问题
Hello I need help with one of my Google foobar questions this is what I've got so far.
package com.google.challenges;
import java.math.BigInteger;
public class Answer{
public static String answer (int[] xs){
BigInteger result = new BigInteger("1");
int xsLen = xs.length, pos = 0;
int[] negatives = new int[xsLen];
if (xsLen == 1){
return Integer.toString(xs[0]);
}
// Split the input up into pos/negative. Pos get put onto the final value, as they don't need anything else.
// they are all useful. negative to onto seperate array and get sorted later
for (int n = 0;n < xsLen;n++){
int val = xs[n];
if (val == 0){
continue;
}
if (val > 0){
result = result.multiply(new BigInteger(Integer.toString(val)));
} else {
negatives[pos] = val;
pos++;
}
}
// even number of negatives means a full product will always be positive.
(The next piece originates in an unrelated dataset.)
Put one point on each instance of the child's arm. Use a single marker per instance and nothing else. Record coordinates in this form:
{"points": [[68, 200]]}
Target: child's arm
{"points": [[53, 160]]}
// odd number means that we discard the smallest number to maximise the result.
if ((pos % 2) == 0){
// even number, so add to result
for (int i = 0;i < pos;i++){
result = result.multiply(new BigInteger(Integer.toString(negatives[i])));
}
} else {
// sort then discard the minimum
int min = -1000; int mPos = -1;
for (int i = 0;i < pos;i++){
if(negatives[i] > min){
min = negatives[i];
mPos = i;
}
}
for (int j = 0;j < pos;j++){
if(j == mPos){
continue;
}
result = result.multiply(new BigInteger(Integer.toString(negatives[j])));
}
}
// done, return the string;
return result.toString();
}
}
here's the question,
You need to figure out which sets of panels in any given array you can take offline to repair while still maintaining the maximum amount of power output per array, and to do THAT, you'll first need to figure out what the maximum output of each array actually is. Write a function answer(xs) that takes a list of integers representing the power output levels of each panel in an array, and returns the maximum product of some non-empty subset of those numbers. So for example, if an array contained panels with power output levels of [2, -3, 1, 0, -5], then the maximum product would be found by taking the subset: xs[0] = 2, xs[1] = -3, xs[4] = -5, giving the product 2*(-3)*(-5) = 30. So answer([2,-3,1,0,-5]) will be "30".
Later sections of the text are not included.